To exercise any of these rights, contact us at [email protected]. We will respond without undue delay and within one calendar month. If your request is complex, we may extend this by up to two additional months with notice.
You also have the right to lodge a complaint with your supervisory authority. For users in Poland, this is UODO (Urzad Ochrony Danych Osobowych), ul. Stawki 2, 00-193 Warsaw, Poland.
11. Email Communications
We send the following types of emails:
- Transactional emails (account notifications, security alerts, billing receipts): These are necessary to operate your account and cannot be unsubscribed from.
- Product updates and onboarding emails: You can unsubscribe from these at any time using the unsubscribe link in each email or from your notification preferences in account settings. We support one-click unsubscribe per RFC 8058.
12. Data Security
We implement appropriate technical and organisational measures to protect your personal data, including:
- Encryption of data in transit (TLS 1.2+) and at rest
- Application-level encryption of sensitive data fields (Active Record Encryption)
- All core infrastructure hosted within the EU (Hetzner Cloud, Nuremberg, Germany)
- Database traffic isolated on a private network
- Regular security scanning and dependency auditing
- Role-based access controls and API token scoping
No method of transmission or storage is completely secure.

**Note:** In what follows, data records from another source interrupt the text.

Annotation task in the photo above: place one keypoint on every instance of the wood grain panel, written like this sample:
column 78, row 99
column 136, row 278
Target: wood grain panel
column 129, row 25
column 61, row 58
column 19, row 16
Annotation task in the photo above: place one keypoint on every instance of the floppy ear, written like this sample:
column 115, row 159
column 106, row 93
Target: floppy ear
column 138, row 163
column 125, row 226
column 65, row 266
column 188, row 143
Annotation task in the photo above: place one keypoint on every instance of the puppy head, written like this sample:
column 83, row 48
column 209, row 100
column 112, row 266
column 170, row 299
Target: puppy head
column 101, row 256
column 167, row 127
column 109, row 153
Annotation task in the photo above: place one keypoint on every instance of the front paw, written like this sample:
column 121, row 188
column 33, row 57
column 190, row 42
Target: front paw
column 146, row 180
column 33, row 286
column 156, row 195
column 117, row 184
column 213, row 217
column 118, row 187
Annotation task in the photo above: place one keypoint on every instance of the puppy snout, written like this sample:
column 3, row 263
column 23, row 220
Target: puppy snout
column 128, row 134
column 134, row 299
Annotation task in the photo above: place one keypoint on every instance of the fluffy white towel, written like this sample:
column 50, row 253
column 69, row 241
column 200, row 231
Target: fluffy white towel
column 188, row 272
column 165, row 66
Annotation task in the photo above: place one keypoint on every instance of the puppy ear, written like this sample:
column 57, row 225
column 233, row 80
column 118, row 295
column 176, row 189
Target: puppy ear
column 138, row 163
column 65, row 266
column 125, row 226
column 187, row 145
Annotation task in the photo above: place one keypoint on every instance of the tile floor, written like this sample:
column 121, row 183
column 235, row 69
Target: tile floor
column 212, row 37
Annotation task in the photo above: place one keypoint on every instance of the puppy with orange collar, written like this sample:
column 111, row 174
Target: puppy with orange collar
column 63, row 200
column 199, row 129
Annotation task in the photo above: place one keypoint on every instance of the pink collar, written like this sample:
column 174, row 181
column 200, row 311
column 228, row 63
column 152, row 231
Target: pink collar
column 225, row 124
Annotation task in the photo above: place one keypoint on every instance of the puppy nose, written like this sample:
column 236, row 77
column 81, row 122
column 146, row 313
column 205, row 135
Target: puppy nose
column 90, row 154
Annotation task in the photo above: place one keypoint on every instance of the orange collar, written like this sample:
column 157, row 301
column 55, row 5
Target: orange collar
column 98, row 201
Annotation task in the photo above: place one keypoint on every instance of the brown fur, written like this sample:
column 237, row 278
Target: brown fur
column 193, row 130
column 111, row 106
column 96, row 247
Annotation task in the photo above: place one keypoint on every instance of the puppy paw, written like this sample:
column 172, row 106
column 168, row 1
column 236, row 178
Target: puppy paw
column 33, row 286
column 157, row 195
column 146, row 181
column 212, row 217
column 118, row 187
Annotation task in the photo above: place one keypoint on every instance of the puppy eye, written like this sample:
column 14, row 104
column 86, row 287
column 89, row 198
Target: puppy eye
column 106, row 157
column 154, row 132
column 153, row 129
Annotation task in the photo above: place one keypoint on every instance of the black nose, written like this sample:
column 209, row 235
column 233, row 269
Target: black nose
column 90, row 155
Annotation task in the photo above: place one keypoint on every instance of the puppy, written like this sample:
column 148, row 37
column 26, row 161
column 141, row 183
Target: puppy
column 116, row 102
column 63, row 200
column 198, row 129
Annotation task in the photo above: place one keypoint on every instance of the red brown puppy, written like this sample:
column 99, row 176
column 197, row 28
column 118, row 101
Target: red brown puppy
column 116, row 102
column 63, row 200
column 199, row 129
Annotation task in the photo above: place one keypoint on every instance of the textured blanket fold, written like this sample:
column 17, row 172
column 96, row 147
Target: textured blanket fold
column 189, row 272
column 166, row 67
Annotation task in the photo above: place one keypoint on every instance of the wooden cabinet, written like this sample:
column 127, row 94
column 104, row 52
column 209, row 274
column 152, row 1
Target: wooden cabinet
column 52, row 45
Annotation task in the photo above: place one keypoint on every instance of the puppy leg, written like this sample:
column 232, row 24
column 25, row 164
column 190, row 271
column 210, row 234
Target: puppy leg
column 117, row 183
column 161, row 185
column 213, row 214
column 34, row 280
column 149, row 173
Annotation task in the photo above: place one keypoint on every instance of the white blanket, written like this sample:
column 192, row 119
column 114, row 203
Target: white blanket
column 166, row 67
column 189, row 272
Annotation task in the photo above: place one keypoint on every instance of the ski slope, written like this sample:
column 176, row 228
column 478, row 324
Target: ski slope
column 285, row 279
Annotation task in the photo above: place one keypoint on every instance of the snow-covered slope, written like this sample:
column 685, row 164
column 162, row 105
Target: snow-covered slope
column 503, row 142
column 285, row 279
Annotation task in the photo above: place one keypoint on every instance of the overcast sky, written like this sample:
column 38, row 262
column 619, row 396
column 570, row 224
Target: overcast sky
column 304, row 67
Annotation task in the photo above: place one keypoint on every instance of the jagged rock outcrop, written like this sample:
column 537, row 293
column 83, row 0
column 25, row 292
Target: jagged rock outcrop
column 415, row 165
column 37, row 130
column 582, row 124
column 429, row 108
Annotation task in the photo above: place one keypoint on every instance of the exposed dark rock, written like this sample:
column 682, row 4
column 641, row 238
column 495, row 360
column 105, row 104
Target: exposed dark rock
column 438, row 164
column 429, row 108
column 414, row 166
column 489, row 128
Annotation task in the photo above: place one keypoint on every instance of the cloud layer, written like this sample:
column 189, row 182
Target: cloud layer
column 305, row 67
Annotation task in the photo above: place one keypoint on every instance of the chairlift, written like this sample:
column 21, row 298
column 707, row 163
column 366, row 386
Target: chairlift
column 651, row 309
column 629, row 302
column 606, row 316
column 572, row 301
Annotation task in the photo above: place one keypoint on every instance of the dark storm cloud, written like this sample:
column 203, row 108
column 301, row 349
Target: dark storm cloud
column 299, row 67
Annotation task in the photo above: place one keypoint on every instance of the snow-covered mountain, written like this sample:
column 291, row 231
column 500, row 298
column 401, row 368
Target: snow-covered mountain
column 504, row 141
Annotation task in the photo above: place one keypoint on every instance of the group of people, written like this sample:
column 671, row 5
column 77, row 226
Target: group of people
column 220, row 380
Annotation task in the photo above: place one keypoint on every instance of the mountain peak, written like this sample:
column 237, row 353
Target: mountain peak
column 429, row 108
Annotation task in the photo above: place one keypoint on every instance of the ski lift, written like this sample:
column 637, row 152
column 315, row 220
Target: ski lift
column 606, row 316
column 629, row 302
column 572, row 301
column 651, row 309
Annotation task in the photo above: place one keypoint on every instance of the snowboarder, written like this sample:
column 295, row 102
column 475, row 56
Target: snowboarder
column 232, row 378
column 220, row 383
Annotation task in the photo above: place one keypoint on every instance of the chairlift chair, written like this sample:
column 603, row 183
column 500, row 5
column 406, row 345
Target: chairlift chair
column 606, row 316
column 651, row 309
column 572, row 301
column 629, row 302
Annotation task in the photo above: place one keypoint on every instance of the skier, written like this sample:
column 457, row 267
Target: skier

While we strive to protect your data, we cannot guarantee absolute security.
13. Children's Privacy
Kit is a business tool not intended for use by children. We do not knowingly collect personal information from anyone under 18 years of age. If you believe a child has provided us with personal information, please contact us and we will delete it.
14. CCPA Notice (California Residents)
If you are a California resident, the California Consumer Privacy Act (CCPA) as amended by the CPRA provides you with additional rights:
- We do not sell or share your personal information as defined by the CCPA.
- You have the right to know what personal information we collect and how it is used.
- You have the right to request deletion of your personal information.
- You have the right to non-discrimination for exercising your privacy rights.
To exercise these rights, contact us at [email protected].
15. Changes to This Policy
We may update this Privacy Policy from time to time. When we make material changes, we will notify you by email at least 30 days before the changes take effect. For changes affecting the lawful basis for processing, we will seek your consent where required.
16. Contact Us
If you have questions about this Privacy Policy or our data practices:
- Email: [email protected]
- Address: Ernest Bursa, Dabrowskiego 96/5b, 60-576 Poznan, Poland
You also have the right to lodge a complaint with your local data protection authority if you believe we have not handled your personal data appropriately.